Фильм, впрочем, имел успех. Сотни, с натяжкой и тысячи писем в адрес режиссера, актеров и в его, Сергея, собственный, аккредитованный на «Мосфильме» адрес.
На послепремьерном банкете сладкая узорная вязь ахтамбековских слов:
— От души надеюсь, что наше плодотворное сотрудничество будет продолжаться и мы сделаем еще не одну картину…
Месяца три бездеятельная суета телефонных звонков, многозначительных намеков, снисходительных просьб: «Подожди, старик, дай оглядеться…»
Потом уж Сергей узнал — Ахтамбекову зарубили обещанную, почти решенную картину, он оказался не у дел и повернулся лицом к Сергею:
— Давай, старик, думать. У тебя же богатейший материал, брат вундеркинд… Давай, а? Наука — это сейчас модно… Ну-ка, расскажи о своем брате.
Сергей рассказал, и Ахтамбеков разгорелся:
— Стари-ик! Вот что нам нужно! Давай, Серега, сочиним, только быстренько, идея люкс! Поезжай к своему брату, посмотри на его машины, поговори толком, порасспроси о коллегах — и давай писать!
И Сергей послушно поехал к Кенту в Долинск. Ахтамбеков перед отъездом наставлял его:
— Главное — спрашивай побольше. И все записывай. Анекдоты, словечки, терминологию — все, понимаешь? Потом разберемся, все пойдет в дело. Главное, чтобы антураж был без изъяна, зрителю все интересно, чего он не знает. Побольше свежатинки!
Сергея чуть покоробила прямолинейность Ахтамбекова — он еще не решался назвать ее цинизмом, — но поехал, решив: «Поговорю с Кентом, его друзьями, а там видно будет».

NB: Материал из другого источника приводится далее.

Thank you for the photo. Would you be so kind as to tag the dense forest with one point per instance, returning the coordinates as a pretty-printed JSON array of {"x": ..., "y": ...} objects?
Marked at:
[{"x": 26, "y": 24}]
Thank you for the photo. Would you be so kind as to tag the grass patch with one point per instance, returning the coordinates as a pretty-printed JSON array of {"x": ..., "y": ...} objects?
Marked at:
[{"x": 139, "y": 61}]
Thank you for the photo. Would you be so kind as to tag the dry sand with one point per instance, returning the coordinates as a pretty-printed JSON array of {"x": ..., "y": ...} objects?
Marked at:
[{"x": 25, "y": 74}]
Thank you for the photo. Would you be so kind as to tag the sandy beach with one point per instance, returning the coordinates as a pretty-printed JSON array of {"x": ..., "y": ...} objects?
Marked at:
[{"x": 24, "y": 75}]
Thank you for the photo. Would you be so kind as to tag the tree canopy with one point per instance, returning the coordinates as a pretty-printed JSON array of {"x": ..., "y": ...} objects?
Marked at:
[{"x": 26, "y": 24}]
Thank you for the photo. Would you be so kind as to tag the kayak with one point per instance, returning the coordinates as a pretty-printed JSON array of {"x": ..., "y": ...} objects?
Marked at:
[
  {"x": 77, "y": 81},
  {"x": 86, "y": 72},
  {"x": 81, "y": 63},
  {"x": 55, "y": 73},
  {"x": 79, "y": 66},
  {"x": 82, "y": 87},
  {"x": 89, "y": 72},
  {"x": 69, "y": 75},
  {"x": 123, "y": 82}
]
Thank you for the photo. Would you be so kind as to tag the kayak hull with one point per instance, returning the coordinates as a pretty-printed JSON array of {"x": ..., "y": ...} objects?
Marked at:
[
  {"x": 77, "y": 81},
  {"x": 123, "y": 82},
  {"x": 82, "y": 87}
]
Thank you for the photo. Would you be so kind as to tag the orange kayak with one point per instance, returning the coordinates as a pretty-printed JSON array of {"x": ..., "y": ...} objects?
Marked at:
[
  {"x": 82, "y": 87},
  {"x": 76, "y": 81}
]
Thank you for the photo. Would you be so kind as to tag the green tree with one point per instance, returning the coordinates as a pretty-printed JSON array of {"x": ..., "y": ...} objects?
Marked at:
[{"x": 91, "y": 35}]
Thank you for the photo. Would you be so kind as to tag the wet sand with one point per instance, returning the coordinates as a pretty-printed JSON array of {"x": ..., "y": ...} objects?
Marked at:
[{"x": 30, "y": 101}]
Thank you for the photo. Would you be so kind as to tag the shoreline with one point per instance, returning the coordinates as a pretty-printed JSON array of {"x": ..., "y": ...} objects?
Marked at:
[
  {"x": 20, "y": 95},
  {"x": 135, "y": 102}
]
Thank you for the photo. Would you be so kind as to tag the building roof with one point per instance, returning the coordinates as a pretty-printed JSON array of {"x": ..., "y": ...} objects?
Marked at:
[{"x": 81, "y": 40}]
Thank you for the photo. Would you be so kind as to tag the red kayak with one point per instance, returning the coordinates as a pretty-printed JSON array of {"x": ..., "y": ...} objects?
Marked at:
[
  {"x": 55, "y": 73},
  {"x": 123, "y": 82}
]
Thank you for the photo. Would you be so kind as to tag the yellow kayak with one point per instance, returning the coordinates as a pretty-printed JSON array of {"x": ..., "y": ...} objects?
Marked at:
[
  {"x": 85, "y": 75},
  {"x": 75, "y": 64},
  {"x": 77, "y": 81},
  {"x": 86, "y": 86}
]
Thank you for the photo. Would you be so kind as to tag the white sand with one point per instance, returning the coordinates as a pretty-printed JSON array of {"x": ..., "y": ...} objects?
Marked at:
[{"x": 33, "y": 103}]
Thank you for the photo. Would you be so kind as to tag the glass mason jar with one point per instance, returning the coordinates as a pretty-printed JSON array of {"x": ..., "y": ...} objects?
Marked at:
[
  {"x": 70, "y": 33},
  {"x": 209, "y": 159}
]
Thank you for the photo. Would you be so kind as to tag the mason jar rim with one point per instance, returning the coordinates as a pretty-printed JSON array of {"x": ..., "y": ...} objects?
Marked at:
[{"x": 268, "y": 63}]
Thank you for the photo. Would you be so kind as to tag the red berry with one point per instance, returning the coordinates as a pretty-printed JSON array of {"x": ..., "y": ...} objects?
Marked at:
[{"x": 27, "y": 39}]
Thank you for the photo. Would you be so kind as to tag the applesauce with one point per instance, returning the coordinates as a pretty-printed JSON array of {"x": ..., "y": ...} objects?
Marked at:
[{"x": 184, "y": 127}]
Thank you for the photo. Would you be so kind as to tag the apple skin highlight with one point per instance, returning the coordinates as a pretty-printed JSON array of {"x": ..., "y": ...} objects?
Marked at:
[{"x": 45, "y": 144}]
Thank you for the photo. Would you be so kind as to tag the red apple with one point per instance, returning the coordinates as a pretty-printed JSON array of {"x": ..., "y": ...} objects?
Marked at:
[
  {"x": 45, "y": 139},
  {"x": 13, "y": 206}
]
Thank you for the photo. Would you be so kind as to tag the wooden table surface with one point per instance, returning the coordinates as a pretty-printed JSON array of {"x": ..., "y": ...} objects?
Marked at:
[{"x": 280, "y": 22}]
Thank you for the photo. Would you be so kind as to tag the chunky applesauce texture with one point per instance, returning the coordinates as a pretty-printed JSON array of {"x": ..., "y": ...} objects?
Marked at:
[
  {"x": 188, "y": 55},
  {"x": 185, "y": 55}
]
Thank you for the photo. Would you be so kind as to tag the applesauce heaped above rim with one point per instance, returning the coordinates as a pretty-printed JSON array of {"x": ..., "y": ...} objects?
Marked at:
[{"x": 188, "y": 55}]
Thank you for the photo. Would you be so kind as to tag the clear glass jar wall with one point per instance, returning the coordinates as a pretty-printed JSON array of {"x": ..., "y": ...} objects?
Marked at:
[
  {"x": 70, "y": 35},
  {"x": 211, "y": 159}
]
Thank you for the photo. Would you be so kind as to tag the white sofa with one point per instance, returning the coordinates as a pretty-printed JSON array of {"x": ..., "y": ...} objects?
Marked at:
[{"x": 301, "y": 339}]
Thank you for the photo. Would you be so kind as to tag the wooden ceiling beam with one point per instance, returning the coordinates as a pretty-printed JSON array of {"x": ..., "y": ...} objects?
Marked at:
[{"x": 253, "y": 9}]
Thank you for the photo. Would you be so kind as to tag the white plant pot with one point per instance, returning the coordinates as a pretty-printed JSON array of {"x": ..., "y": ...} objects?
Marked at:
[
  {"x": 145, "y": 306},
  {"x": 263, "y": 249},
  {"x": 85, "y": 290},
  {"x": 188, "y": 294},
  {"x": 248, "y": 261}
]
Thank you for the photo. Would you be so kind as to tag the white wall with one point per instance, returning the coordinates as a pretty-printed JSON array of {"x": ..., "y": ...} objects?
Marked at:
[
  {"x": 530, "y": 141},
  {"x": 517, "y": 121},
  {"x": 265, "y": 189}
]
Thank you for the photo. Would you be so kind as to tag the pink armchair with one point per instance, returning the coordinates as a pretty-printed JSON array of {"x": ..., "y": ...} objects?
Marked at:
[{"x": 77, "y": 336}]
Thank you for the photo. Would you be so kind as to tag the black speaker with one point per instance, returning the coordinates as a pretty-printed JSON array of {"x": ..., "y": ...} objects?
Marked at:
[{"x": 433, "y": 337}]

Кент поначалу довольно охотно отвечал на его вопросы, показал машины, познакомил с друзьями, но однажды, пристально глядя на него, спросил:
— Слушай, а зачем тебе все это нужно?
— Интересно, — сказал Сергей, заранее готовый к подобному вопросу.
— Интересно, говоришь? — Кент помолчал, все так же внимательно глядя на него. — И это все?
— Нет, — честно признался Сергей, — не все, Кеша. Хочу сделать сценарий об ученых.
— Сценарий? — озадаченно хмыкнул Кент. — Для фильма, что ли?
— Ну да.
Кент покрутил головой, — Сергей с детства знал этот жест, обозначавший недоумение, — и сказал:
— А я-то думаю: чего ты так стараешься?.. А почему именно об ученых?
— А почему нет? — отпарировал Сергей.
— А что ты об ученых знаешь?
— Ну, видишь ли… — в замешательстве сказал Сергей, — сами ученые о себе не пишут…
— Ну и что?
— Но ведь наука не ваше частное дело. Другие тоже хотят знать о ней.
— И ты берешься… рассказать другим?
— Не рассказать, а показать.
— Что показать?
— Вас, ученых, — с вызовом сказал Сергей. — Или ты считаешь, что это не нужно?
Кент озадаченно взглянул на него:
— Да как-то не думал об этом.
— А я думал. И не вижу, почему это не могу сделать я.
Кент с сомнением покачал головой:
— Чего ты ершишься, не понимаю… Делай, кто тебе не велит? Но ведь ты в науке, уж извини, ни в зуб ногой…
— А кто в зуб? — завелся Сергей. — Конечно, я не могу влезть в твою шкуру и показать, как ты мыслишь. А кто может? Но хоть приблизительно я смогу сделать это. Все-таки немножко и тебя знаю, и других ученых…
— Ну, разве что приблизительно…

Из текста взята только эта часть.